じゃんけんで負けた俺は自分でコーヒーを三人分のカップに注いでいた。待てよ、どうやって飲むんだ?彼女が重力に逆らっていたとして、コーヒーが重力に逆らうはずもなく。例え口に運べたとして、嚥下した後はどうなるんだ?

透明人間の食べた物が透明になるように、彼女の場合もまた体内に取り込んだ瞬間彼女の生きる法則に従うのか?いや

「兄さん?」

危うく死や万物の根源について考えた時と同じ深みに嵌る所であったが、妹の催促によって俺は思考からの脱却を果たした。

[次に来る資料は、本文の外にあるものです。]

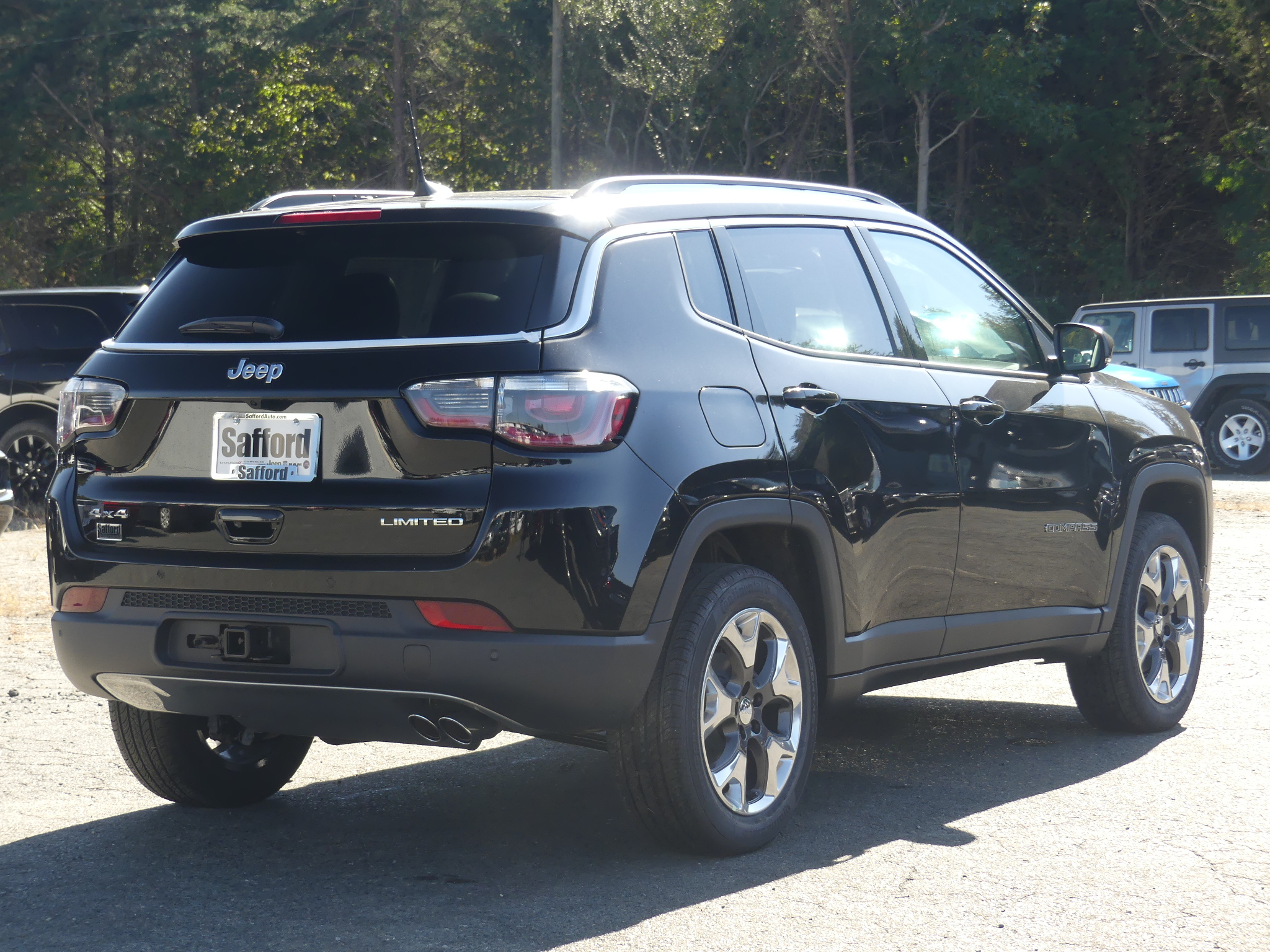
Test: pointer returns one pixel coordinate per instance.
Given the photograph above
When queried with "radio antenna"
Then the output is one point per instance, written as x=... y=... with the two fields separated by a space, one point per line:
x=422 y=187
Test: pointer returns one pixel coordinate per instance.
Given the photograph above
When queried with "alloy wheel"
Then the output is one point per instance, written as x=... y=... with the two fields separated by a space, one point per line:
x=32 y=462
x=1165 y=625
x=1241 y=437
x=751 y=711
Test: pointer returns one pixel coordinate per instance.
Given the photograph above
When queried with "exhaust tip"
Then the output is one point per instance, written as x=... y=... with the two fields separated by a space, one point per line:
x=427 y=729
x=459 y=733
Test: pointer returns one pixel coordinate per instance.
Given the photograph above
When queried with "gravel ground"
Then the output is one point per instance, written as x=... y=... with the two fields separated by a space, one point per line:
x=970 y=813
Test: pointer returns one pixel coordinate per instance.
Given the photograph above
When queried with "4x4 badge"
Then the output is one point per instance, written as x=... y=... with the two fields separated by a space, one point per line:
x=269 y=372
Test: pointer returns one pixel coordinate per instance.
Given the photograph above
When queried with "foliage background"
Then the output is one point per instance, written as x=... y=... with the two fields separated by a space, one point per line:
x=1088 y=149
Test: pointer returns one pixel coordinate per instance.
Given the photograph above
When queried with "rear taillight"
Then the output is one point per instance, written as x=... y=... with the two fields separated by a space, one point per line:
x=464 y=404
x=564 y=410
x=579 y=410
x=87 y=405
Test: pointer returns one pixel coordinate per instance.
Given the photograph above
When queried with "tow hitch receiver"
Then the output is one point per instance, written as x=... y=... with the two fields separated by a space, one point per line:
x=262 y=644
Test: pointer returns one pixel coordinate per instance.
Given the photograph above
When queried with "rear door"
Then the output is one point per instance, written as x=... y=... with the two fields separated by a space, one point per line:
x=866 y=432
x=316 y=391
x=1180 y=345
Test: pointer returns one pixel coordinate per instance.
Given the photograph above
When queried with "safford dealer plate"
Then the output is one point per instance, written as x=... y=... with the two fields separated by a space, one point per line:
x=266 y=447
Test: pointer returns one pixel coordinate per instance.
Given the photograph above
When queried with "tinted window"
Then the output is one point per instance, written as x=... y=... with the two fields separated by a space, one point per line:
x=1179 y=329
x=704 y=275
x=1248 y=327
x=808 y=287
x=959 y=316
x=51 y=328
x=366 y=282
x=1118 y=324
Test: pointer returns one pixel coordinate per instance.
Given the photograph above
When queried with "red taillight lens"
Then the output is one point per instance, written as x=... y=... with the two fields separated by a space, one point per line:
x=328 y=218
x=461 y=404
x=463 y=615
x=564 y=410
x=83 y=599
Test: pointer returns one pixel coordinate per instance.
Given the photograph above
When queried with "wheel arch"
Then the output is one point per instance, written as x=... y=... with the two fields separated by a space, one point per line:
x=1180 y=491
x=789 y=540
x=27 y=410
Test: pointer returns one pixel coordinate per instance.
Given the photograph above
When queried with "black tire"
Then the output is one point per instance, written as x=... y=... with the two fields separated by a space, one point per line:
x=172 y=758
x=1249 y=416
x=659 y=753
x=32 y=451
x=1110 y=689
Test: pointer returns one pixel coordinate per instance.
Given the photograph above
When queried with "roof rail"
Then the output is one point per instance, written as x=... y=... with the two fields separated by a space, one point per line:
x=620 y=183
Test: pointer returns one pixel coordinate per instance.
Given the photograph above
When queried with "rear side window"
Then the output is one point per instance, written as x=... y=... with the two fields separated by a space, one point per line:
x=808 y=287
x=704 y=275
x=1118 y=324
x=1248 y=327
x=961 y=318
x=51 y=328
x=1179 y=329
x=355 y=282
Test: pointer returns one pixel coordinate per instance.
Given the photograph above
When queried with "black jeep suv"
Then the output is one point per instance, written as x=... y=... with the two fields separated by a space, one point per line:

「なあ、誘っておいてなんだが、コーヒーは飲めるのか?」

「ええ、ミルクがあれば」

「いや、そういう意味ではなく」

「兄さんは、明らかに重力に反している君が、果たしてまともに飲食できるのカ?と思っているんダ」

流石我が妹。

「ああ、なるほど、、、」

そう言ってソラは黙ってしまった。まさか俺みたいに考えていなかったわけではあるまい。机に積み上げた本の上にカップを一つと、ミルクを二つ置く。ソラの瞳は透けた青色だった。

「あ、ありがとうございます」

「、、、」

「、、、」

「、、、」

懐かしき静寂が再び訪れた。もしかしたら考えていなかったのかもしれない。

「逆立ちして飲むとか?」

妹が「そりゃないだろウ」とでも言わんばかりの表情をこちらに向けてきた。仕方ないじゃないかもう沈黙が痛かったんだから。

「いいですね、それ、私逆立ち得意なんですよ!」

そういう問題か?と思ったが、ソラは曲芸師よろしく逆立ちし、片手で体を支えたまま器用に片手でミルクを二つとも注ぎ、コーヒーを一口含んだ。因みに短く揃った髪は文字通り逆立っており、プラスチックの下敷きで頭を擦ったときのようだ。

「いやあ、訓練も役にたつもんですね」

「訓練というのは?」

妹が少々食い気味に質問する。

「ちょっと前に受けた訓練で一週間逆立ちで生活するっていうのがあったんですよ、いやぁ、あれは辛かったな」

なんの訓練だ?逆立ちしたままなんて血液循環が滞るのでは?それに排泄はどうするんだ?俺の疑問を余所に、何かに納得した妹はニヤニヤしている、少し気持ち悪い。

「さて、本題に入ろうカ」

この妹の言葉により、天井からぶら下がっているように見えてその実天井で逆立ちしているソラと名乗った特殊な訓練を受けた少女もとい不思議の塊との本格的な対話が始まった。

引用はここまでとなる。